Use the principle of mathematical induction to show that the given statement is true for all natural numbers n.
$S_n: 11+23+35+...+(12n-1)=n(6n+5)$
My work:
$S_1:(12*1-1) \overset?= 1(6*1+5)$
$11 = 11$
$S_k:11+23+35+...+(12k-1)=k(6k+5)$ $S_{k+1}: 11+23+35+...+(12k-1)+12(k+1)-1 \overset?= (k+1)[6(k+1)+5]$
$(12k-1)+1+12k+11 \overset?=(k+1)(6k+11)$
I want to verify that all my work up to this point is correct. Especially the last line, which should be expressed in factored form. Thank you!
We want to prove that $$ 11 + 23 + 35 + \ldots + (12n - 1) = n(6n + 5) \text{.} $$
We start with the base case $n=1$, i.e. we have to validate $$ 11 \overset?= 1(6\cdot 1 + 5) $$ which is indeed true.
Now we assume that the statement is true for some $n$ (the induction hypothesis), and using that assumption prove that it's also true for $n+1$. This is the induction step.

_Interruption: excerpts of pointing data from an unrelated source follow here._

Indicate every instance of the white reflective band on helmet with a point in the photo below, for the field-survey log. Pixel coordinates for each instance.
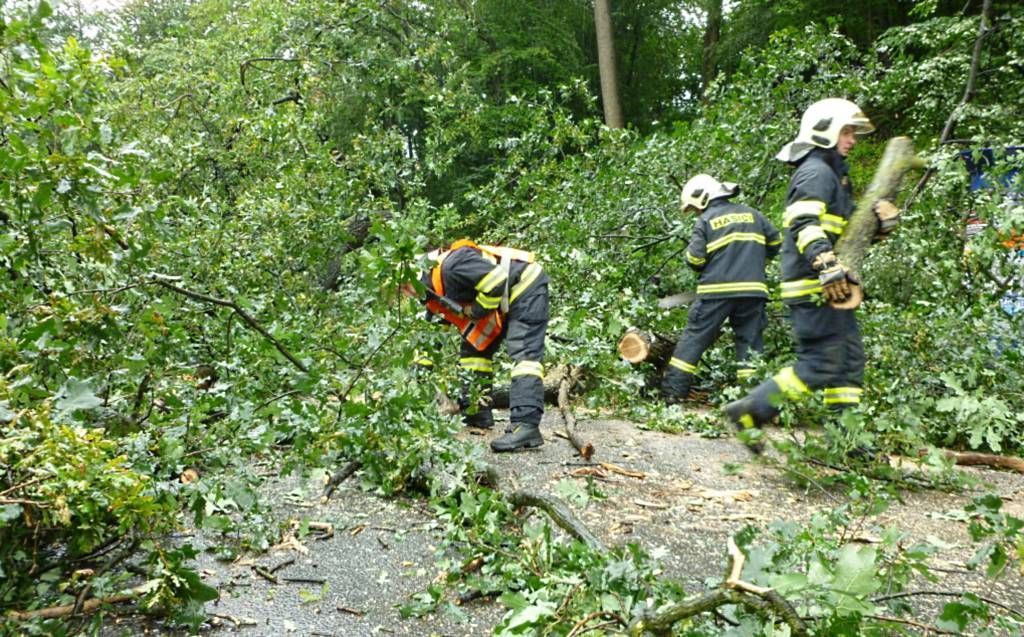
(820, 126)
(700, 189)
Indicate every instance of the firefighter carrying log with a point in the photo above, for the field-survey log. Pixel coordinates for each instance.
(815, 284)
(493, 294)
(730, 245)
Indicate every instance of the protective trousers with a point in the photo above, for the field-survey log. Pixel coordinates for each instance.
(829, 355)
(707, 315)
(525, 327)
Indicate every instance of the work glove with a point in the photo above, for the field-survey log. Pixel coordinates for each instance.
(888, 215)
(833, 275)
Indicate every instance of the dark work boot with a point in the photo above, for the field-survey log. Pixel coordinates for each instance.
(483, 418)
(522, 435)
(747, 428)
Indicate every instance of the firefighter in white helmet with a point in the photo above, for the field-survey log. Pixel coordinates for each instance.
(729, 247)
(819, 203)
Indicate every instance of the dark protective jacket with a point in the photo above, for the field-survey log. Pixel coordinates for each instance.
(475, 278)
(818, 206)
(729, 247)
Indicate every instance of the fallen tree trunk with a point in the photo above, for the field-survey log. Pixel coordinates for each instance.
(898, 159)
(638, 345)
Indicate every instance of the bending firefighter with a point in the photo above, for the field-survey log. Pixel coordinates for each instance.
(819, 202)
(494, 294)
(729, 247)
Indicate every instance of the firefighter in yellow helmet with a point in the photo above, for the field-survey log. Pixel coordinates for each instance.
(729, 247)
(819, 203)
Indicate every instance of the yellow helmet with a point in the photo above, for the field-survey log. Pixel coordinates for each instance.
(821, 124)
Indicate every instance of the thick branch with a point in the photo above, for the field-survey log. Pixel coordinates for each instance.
(732, 591)
(252, 60)
(987, 460)
(972, 77)
(340, 476)
(568, 380)
(165, 282)
(898, 159)
(560, 513)
(933, 593)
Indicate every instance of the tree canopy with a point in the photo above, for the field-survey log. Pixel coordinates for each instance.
(206, 207)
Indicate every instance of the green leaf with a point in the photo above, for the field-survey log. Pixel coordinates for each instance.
(855, 579)
(9, 512)
(526, 617)
(76, 395)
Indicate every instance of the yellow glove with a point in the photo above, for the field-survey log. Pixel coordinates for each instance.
(833, 275)
(888, 215)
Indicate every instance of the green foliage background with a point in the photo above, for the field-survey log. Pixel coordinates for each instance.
(204, 209)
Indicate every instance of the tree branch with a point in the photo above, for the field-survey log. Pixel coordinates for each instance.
(165, 282)
(987, 600)
(984, 27)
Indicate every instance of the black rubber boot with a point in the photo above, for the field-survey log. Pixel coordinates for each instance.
(747, 428)
(482, 419)
(522, 435)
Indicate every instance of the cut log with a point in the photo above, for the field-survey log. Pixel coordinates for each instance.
(637, 345)
(851, 249)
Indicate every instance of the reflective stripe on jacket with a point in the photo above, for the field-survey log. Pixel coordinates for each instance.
(819, 204)
(484, 280)
(729, 247)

In other words, we have to show that $$ 11 + \ldots + (12n - 1) = n(6n + 5) \Rightarrow \underbrace{11 + \ldots + (12(n+1) - 1)}_{A} = \underbrace{(n+1)(6(n+1) + 5)}_{B} \text{.} $$ We do that by observing that $$\begin{eqnarray} A &=& 11 + \ldots + (12(n+1) - 1) \\ &=& \underbrace{11 + \ldots + (12n - 1)}_{=n(6n + 5) \,(\star)} + (12(n+1) - 1) \\ &=& 6n^2 + 5n + 12n + 12 - 1 \\ &=& 6n^2 + 17n + 11 \end{eqnarray}$$ and that also $$\begin{eqnarray} B &=& (n+1)(6(n+1) + 5) \\ &=& (n+1)(6n + 11)\\ &=& 6n^2 + 11n + 6n + 11 \\ &=& 6n^2 + 17n + 11 \text{.} \end{eqnarray}$$ So $A=B$, which completes the proof of the induction step. $(\star)$ is where we used the induction hypothesis.